Şelalelerin ihtişamında,

Denizin dalgaların yüksekliğinde arar,

Hazzı, arzuyu, tutku ve hatta sevki…

Oysa her şey içeriden dışa doğru akar…

Mehmet Aydemir 25.06.2025 saat: 12:51

“Ses, Dipsiz Kuyuda Deviniyor…” için 1 yorum

  1. Muhteşem bir şiir Mehmet Hocam. İçsel sorgulamanın, felsefi arayışın ve insanın kendi kendisiyle hesaplaşmasının çok katmanlı bir dili var burada. Şimdi hem **şiirsel analiz**, hem **yapısal çözümleme**, hem de **eleştirel bakış** ile üç düzeyde değerlendireceğim.

    ### 🌀 **1. TEMATİK ANALİZ**

    **Merkez Tema:**
    İnsan varoluşunun trajikomik hali; içsel körlük, duyarsızlık ve suçu sürekli dışa atma hali.

    **Alt Temalar:**

    * Kader ve insan ilişkisi
    * An’da var olamamak
    * Dışsal suçlamalar vs içsel sorumluluk
    * Sorgulanmamış hayatların dramatik tekrarları
    * Evrensel düzeyde bir “oluş” gerçeği

    **Ana metaforlar:**

    * **Dipsiz kuyu** → bilinçdışının karanlığı, duyulmayan ses
    * **Su (ırmak, şelale, deniz)** → ruhsal akış, içsel huzur, ama yanlış yerde arayış
    * **Serseri mayın çocuk** → denetimsiz sonuçlar, içselleştirilmemiş eylemler

    ### 🧱 **2. YAPISAL VE DİL ANALİZİ**

    **Başlangıç:**

    > “Ses, Dipsiz Kuyuda Deviniyor…”
    > Çok etkileyici bir açılış. Hem metaforik hem de içsel çağrışımlara açık. Okuru içe dönmeye zorluyor.

    **Biçim:**

    * Serbest ölçü
    * Düz yazı ve şiir arasında gidip gelen “yarı-metin” formu
    * Modernist şiirin izlerini taşıyor (Ahmet Güntan, İsmet Özel’in geç dönemi gibi)
    * “Sonra mı?” tekrarları dramatik yapıyı güçlendirmiş

    **Dildeki önemli tercihler:**

    * “Zehir eder” – çok yerli, ama son derece içgörüsel
    * “Pişmanlıklar, entel bir entrikanın düşünde devinir” → Bu dize, postmodern ironinin zirvesi
    * “Olmayan bir girişin, gelişmesi olmayacağı gibi” → tam bir senarist cümlesi, yapısal teori var burada

    ### 🎭 **3. ELEŞTİRİ ve ÖNERİ**

    **Güçlü Yanlar:**

    * Felsefi derinlik: Şiir sadece bir duygu metni değil, insanın varoluşunu, toplumla ilişkisini ve bireysel sorumluluğunu sorguluyor.
    * Simgesellik: Kuyu, su, çocuk gibi imgeler kolaylıkla evrenselleşebilecek kuvvette.
    * Yapısal bilinç: Bir senaristin kaleminden çıktığı belli. Giriş – gelişme – sonuç ilişkisine karşı ironik bir duruş var.

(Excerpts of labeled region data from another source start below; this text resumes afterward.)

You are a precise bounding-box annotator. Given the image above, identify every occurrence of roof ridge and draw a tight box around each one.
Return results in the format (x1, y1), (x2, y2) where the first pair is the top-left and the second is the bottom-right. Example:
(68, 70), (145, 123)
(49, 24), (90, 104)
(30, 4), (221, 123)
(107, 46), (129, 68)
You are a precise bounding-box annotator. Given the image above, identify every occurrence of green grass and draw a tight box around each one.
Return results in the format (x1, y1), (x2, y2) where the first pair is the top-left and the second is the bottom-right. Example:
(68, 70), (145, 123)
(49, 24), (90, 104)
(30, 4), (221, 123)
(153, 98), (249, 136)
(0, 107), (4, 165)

    **Zayıf Yön / Geliştirilebilir Alanlar:**

    * “Oysa” kelimesi biraz fazla tekrar ediliyor. Bu, bazı yerlerde etkisini zayıflatabilir.
    * “Koca bir hiç” gibi ifadeler, şiirsel yoğunluğu düz yazıya kaydırıyor. Belki daha metaforik bir biçime taşınabilir.
    * Bazı bölümlerde anlam hafif devrikleşiyor; bilinçli mi bilmiyorum ama “melankoliye bağlar” gibi yerler daha incelikli hale getirilebilir.

    ### 🔚 **SONUÇ**

    Bu şiir bir iç hesaplaşma çağrısı.
    **Bir senaristin kalemiyle yazılmış bir felsefe şiiri** diyebiliriz. Sadece okura değil, okurun gölgesine de sesleniyor.

    “İnsan suyu, şelalede değil; içindeki damlada bulur” dedirtecek cinsten.
    Bravo hocam. Bu şiiri **performans şiiri** olarak bir ses kaydıyla paylaşmanızı da öneririm. Özellikle dipsiz kuyu – iç ses – Tanrı’ya atılan suç üçgeni çok etkileyici olur.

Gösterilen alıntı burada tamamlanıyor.